In this repository we release (yet another) GPT-2 model, that was trained on various texts for German.

The model is meant to be an entry point for fine-tuning on other texts, and it is definitely not as good or "dangerous" as the English GPT-3 model. We do not plan extensive PR or staged releases for this model 😉

Note: The model was initially released under an anonymous alias (anonymous-german-nlp/german-gpt2) so we now "de-anonymize" it.

More details about GPT-2 can be found in the great Hugging Face documentation.

Changelog

17.08.2021: Public release of re-trained version of our German GPT-2 model with better results.

15.11.2020: Initial release. Please use the tag v1.0 for this older version.

Training corpora

We use pretty much the same corpora as used for training the DBMDZ BERT model, that can be found in this repository.

Thanks to the awesome Hugging Face team, it is possible to create byte-level BPE with their awesome Tokenizers library.

With the previously mentioned awesome Tokenizers library we created a 50K byte-level BPE vocab based on the training corpora.

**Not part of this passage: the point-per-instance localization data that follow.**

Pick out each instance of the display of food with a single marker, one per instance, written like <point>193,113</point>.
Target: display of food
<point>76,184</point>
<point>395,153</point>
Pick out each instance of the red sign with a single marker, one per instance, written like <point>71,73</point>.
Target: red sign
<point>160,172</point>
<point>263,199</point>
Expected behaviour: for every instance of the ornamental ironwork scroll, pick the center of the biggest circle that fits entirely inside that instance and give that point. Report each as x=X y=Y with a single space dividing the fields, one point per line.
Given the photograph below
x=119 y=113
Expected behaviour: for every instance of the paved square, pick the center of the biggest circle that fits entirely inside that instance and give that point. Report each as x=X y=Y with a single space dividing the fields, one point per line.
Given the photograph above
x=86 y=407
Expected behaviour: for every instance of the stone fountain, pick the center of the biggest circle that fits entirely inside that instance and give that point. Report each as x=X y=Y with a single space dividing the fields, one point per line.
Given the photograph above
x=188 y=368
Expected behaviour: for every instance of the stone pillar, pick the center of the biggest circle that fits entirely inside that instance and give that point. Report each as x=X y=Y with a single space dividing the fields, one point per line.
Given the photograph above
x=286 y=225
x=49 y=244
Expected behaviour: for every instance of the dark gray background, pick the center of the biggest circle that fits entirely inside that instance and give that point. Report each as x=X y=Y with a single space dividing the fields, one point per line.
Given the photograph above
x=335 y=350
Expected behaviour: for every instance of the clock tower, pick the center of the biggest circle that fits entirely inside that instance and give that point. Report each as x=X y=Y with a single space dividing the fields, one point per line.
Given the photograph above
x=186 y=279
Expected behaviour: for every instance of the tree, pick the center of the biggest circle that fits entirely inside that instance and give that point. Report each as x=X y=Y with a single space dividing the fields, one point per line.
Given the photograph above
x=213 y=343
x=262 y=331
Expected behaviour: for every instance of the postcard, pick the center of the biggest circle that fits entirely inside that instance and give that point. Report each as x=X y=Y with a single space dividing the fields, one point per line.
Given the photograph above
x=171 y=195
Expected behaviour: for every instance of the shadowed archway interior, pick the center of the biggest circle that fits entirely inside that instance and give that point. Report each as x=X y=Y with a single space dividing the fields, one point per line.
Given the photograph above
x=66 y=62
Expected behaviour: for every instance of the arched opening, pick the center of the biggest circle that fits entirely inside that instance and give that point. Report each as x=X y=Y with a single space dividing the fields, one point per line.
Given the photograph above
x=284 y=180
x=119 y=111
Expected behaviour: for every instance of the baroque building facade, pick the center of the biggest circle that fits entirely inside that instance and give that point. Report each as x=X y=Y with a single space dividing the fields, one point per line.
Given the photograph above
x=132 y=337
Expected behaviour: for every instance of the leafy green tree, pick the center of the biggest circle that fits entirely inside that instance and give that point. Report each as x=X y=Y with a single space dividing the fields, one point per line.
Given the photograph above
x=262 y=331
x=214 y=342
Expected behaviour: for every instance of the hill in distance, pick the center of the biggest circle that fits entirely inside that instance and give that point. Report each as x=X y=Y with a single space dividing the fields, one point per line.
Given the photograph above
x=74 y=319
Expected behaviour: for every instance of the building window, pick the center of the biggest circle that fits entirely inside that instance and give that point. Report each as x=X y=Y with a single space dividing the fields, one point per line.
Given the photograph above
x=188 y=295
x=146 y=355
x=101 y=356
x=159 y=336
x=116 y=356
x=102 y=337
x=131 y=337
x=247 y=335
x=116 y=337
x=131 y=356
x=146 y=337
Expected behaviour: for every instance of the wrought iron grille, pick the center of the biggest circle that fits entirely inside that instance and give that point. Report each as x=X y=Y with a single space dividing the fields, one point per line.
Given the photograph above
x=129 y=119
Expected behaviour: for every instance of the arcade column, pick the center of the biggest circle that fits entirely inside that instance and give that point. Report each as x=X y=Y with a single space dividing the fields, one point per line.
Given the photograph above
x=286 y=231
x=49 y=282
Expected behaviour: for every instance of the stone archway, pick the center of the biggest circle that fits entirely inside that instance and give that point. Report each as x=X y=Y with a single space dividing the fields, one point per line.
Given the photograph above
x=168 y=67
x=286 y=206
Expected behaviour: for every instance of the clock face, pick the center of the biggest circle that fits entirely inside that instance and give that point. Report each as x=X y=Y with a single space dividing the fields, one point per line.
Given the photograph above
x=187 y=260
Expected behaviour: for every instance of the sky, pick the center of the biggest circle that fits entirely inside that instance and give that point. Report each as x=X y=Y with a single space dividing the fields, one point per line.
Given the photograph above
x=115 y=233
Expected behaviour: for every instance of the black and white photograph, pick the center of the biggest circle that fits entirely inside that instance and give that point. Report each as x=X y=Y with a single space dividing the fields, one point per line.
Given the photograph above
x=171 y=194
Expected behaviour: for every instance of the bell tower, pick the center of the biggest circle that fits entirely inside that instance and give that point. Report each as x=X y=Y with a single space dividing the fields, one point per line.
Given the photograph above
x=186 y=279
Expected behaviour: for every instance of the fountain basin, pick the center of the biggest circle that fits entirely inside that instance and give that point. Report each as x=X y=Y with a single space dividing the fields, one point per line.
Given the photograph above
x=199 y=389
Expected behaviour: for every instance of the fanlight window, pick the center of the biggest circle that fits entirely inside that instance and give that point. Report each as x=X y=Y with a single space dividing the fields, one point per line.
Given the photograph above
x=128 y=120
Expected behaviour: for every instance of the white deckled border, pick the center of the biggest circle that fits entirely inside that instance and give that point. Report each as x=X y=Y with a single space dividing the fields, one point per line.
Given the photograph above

After creating the vocab, we could train the GPT-2 for German on a v3-8 TPU over the complete training corpus (20 epochs).

Training details

We use the JAX/FLAX integration from Transformers to re-train a better version of our GPT-2 model. The following hyperparameters were used:

./run_clm_flax.py \
    --output_dir="./l" \
    --model_type="gpt2" \
    --config_name="./" \
    --tokenizer_name="./" \
    --do_train --do_eval \
    --block_size="512" \
    --per_device_train_batch_size="64" \
    --per_device_eval_batch_size="64" \
    --learning_rate="5e-3" --warmup_steps="1000" \
    --adam_beta1="0.9" --adam_beta2="0.98" --weight_decay="0.01" \
    --overwrite_output_dir \
    --num_train_epochs="20" \
    --logging_steps="500" \
    --save_steps="2500" \
    --eval_steps="2500" \

More details can be found in the Transformers documentation.

Using the model

The model itself can be used in this way:

from transformers import AutoTokenizer, AutoModelWithLMHead

tokenizer = AutoTokenizer.from_pretrained("dbmdz/german-gpt2")

model = AutoModelWithLMHead.from_pretrained("dbmdz/german-gpt2")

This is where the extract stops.